After three successful editions in the Netherlands, we hope to open the inquisitive community
to a wider audience. The 4th edition is planned on 20 June 2023, just before IWCS 2023
(Internation Conference on Computational Semantics). As invited speakers we are welcoming
Wataru Uegaki (University of Edinburgh) and one other to be announced.
InqBnB4 invites submissions on original and unpublished research focussed on the properties
of inquisitive content. We are mainly interested in theoretical questions, formal models and
empirical work. But we are also welcoming papers based on statistical or neural models,
provided their main goal is to bring new insights regarding inquisitiveness.
Here are some examples of questions of interest:
* Which operators (connectives, quantifiers, modals, conditionals) generate inquisitiveness?
* How do these operators project the inquisitive content of their arguments?
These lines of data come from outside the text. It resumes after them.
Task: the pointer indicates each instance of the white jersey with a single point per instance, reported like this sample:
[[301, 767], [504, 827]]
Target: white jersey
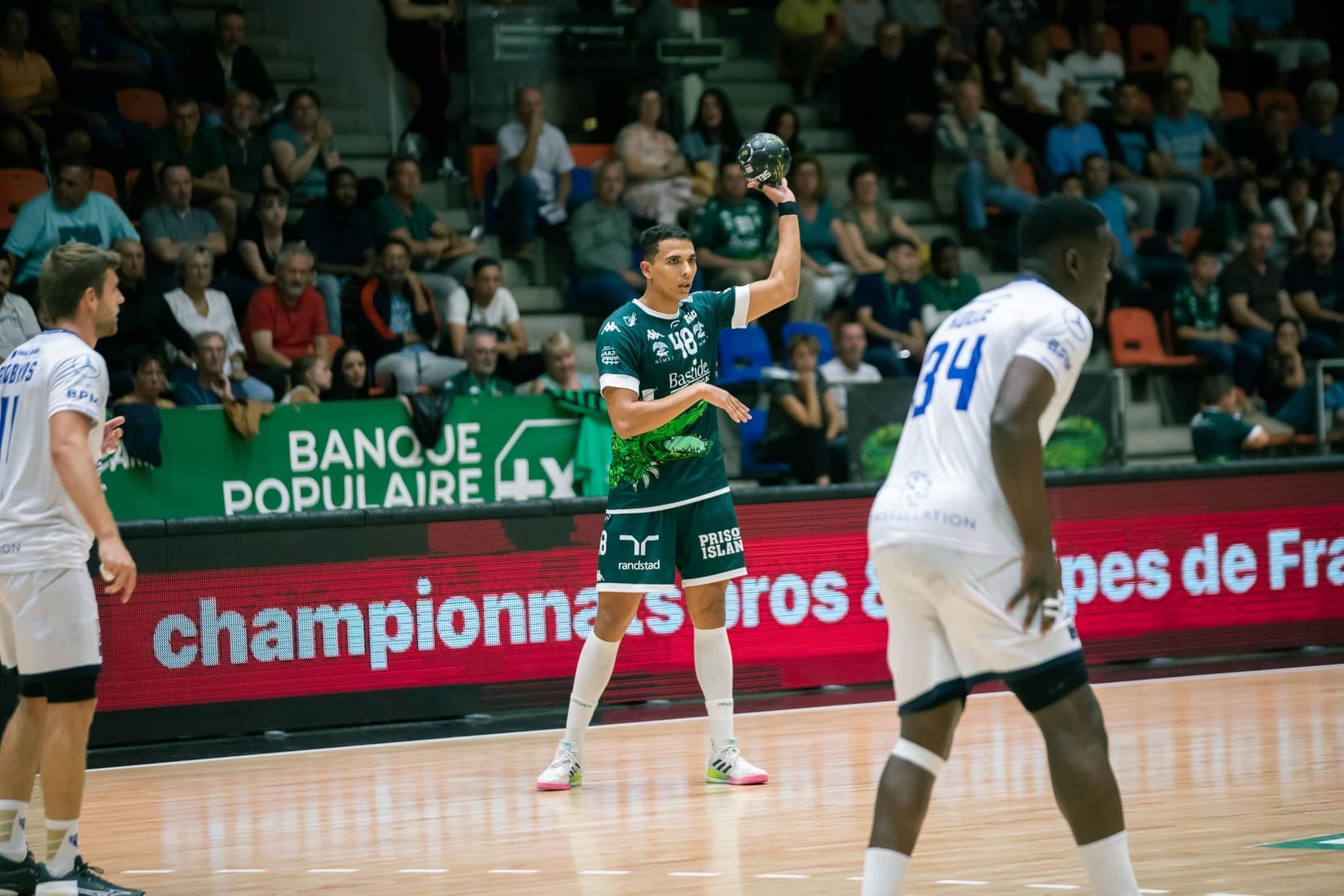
[[942, 490], [41, 528]]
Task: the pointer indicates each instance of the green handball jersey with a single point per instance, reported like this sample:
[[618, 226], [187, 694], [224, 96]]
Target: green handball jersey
[[655, 355]]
* e.g. what triggers maximality, exhaustivity or uniqueness of readings?
* How does inquisitive content interact with informative content in compositional semantics?
* e.g. how do interrogative words interact with negative polarity items, free choice items,
indefinites or plurality?
* How do conventions of use interact with inquisitive content?
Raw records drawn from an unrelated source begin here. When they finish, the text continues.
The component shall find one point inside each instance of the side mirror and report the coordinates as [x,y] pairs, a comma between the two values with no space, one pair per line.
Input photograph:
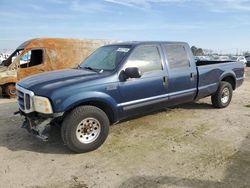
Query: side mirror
[130,72]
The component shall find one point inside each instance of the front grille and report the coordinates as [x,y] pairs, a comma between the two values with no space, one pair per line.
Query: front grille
[24,98]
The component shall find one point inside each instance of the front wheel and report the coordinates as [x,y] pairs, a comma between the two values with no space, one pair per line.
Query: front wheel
[223,96]
[85,129]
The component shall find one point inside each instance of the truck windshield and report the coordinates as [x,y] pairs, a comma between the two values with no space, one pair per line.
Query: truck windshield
[106,57]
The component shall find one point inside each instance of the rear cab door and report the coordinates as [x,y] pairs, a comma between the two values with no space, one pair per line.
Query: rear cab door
[182,82]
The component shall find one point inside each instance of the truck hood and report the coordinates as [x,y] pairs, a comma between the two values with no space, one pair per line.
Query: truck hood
[47,82]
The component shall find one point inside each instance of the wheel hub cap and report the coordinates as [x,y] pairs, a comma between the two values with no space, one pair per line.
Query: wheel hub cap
[225,95]
[88,130]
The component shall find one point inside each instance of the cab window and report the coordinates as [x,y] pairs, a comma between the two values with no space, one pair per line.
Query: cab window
[177,56]
[146,58]
[31,58]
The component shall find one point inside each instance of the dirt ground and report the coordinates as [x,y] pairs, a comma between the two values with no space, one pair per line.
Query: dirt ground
[192,145]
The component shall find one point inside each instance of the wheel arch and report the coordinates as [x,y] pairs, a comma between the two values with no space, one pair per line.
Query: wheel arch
[103,105]
[230,78]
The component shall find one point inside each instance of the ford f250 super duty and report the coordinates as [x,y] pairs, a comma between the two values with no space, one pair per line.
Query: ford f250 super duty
[119,81]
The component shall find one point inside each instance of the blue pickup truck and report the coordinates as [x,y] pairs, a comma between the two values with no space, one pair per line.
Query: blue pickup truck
[119,81]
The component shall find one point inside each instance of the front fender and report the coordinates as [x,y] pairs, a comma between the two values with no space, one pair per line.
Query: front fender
[80,98]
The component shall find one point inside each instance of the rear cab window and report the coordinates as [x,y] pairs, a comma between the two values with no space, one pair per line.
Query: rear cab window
[177,56]
[147,58]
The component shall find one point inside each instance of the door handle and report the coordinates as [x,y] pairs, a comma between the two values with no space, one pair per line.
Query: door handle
[192,75]
[165,81]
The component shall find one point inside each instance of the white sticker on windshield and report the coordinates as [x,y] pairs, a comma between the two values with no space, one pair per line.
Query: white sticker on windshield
[123,50]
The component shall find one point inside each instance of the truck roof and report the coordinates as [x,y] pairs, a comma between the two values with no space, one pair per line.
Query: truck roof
[135,43]
[59,42]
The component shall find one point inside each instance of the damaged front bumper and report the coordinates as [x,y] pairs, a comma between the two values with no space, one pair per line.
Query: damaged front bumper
[39,124]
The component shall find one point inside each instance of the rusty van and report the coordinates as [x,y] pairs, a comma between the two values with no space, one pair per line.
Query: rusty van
[43,54]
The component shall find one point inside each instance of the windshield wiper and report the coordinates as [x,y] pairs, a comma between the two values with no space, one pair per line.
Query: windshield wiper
[90,68]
* e.g. how can non-answering responses (e.g. clarification questions) be handled?
* In which ways is pragmatics sensitive to inquisitive content?
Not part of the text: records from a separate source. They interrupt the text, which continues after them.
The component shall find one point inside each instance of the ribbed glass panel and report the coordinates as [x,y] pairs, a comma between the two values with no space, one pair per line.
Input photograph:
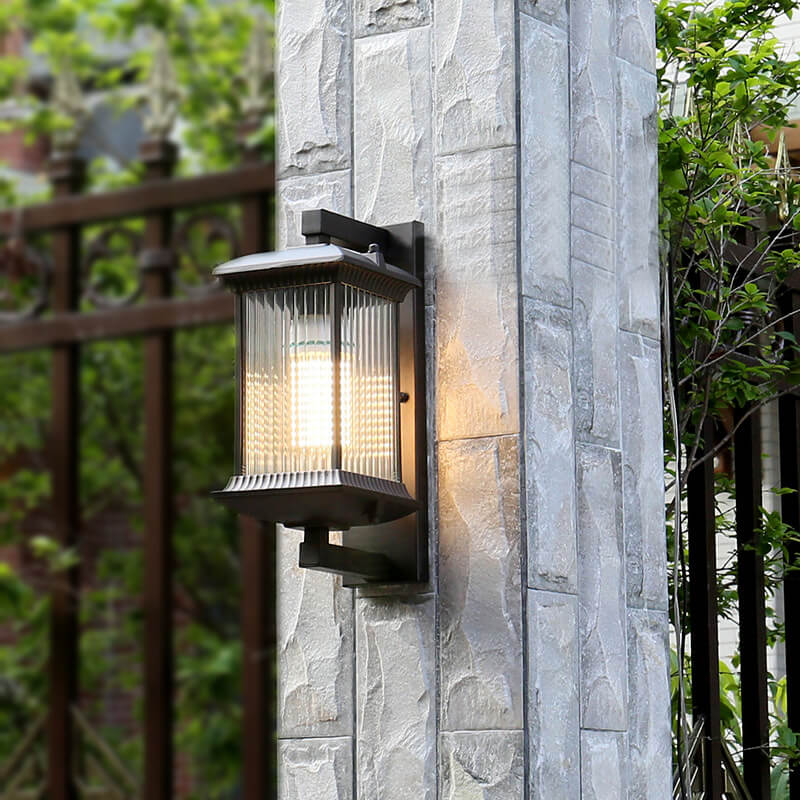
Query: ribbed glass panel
[288,397]
[369,385]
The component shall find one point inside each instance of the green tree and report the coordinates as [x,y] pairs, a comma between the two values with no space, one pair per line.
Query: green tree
[208,43]
[725,84]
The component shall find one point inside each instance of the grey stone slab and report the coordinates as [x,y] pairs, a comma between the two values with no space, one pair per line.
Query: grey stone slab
[649,733]
[603,766]
[474,65]
[637,233]
[331,190]
[487,765]
[592,185]
[554,710]
[480,584]
[552,12]
[396,698]
[636,33]
[315,769]
[601,593]
[315,648]
[383,16]
[393,148]
[476,295]
[314,86]
[545,162]
[643,471]
[595,343]
[593,249]
[592,42]
[549,448]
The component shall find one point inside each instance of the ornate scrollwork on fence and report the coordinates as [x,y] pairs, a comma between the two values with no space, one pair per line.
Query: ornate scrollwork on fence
[202,241]
[24,280]
[110,277]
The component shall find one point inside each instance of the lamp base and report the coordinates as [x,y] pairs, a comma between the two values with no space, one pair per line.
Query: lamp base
[334,499]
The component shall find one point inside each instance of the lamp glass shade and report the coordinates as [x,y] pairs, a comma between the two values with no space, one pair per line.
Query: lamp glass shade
[320,385]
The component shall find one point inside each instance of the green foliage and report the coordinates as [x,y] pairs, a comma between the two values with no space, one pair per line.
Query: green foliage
[207,42]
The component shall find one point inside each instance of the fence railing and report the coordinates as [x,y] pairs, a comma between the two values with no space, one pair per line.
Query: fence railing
[54,247]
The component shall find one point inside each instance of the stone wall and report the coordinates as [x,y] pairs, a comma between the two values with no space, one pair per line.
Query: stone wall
[534,664]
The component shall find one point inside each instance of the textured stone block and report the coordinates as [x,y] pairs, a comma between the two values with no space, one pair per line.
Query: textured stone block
[636,26]
[487,765]
[649,733]
[638,202]
[595,343]
[304,192]
[553,681]
[545,162]
[592,72]
[315,769]
[315,648]
[474,55]
[382,16]
[601,577]
[552,12]
[549,448]
[479,584]
[643,471]
[592,185]
[393,147]
[592,249]
[396,699]
[314,81]
[603,767]
[476,295]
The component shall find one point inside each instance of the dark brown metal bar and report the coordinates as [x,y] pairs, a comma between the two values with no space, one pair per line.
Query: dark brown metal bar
[67,177]
[789,424]
[703,611]
[156,195]
[159,158]
[752,612]
[150,317]
[259,623]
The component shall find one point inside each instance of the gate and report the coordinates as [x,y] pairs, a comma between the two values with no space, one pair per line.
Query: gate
[61,757]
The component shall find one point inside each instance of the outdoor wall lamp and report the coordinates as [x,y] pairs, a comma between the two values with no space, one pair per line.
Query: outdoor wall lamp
[331,412]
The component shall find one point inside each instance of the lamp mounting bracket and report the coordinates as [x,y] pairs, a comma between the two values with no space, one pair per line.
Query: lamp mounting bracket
[401,245]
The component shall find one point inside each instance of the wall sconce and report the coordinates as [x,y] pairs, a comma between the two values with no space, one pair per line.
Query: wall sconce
[331,412]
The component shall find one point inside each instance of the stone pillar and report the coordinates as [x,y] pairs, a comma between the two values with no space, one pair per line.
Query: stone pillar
[534,664]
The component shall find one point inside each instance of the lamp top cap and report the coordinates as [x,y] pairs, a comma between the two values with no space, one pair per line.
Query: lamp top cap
[282,265]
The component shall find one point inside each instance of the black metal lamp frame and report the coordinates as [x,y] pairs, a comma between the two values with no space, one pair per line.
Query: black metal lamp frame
[394,551]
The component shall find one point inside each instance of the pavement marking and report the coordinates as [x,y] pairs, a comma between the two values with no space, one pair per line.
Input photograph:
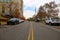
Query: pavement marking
[31,32]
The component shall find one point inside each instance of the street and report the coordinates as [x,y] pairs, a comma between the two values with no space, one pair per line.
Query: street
[28,31]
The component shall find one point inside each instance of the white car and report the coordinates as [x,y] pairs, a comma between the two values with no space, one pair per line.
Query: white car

* e.g. how does answer bias and ignorance inferences arise?
* What kind of discourse anaphora are licensed by inquisitive expressions?
* e.g. does dynamic inquisitive semantics manage to correctly derive donkey anaphora?
*Submission:*
Submission link on SoftConf:
https://softconf.com/iwcs2023/inqbnb4/
Sumitted papers must not exceed eight (8) pages (not counting acknowledgement,
references and appendices). Accepted papers get an extra page in the camera-ready version.
Submitted papers should be formatted following the common two-column structure as used by
ACL. Please use the specific style-files or the Overleaf template for IWCS 2023, taken from
ACL 2021. Initial submissions should be fully anonymous to ensure double-blind reviewing.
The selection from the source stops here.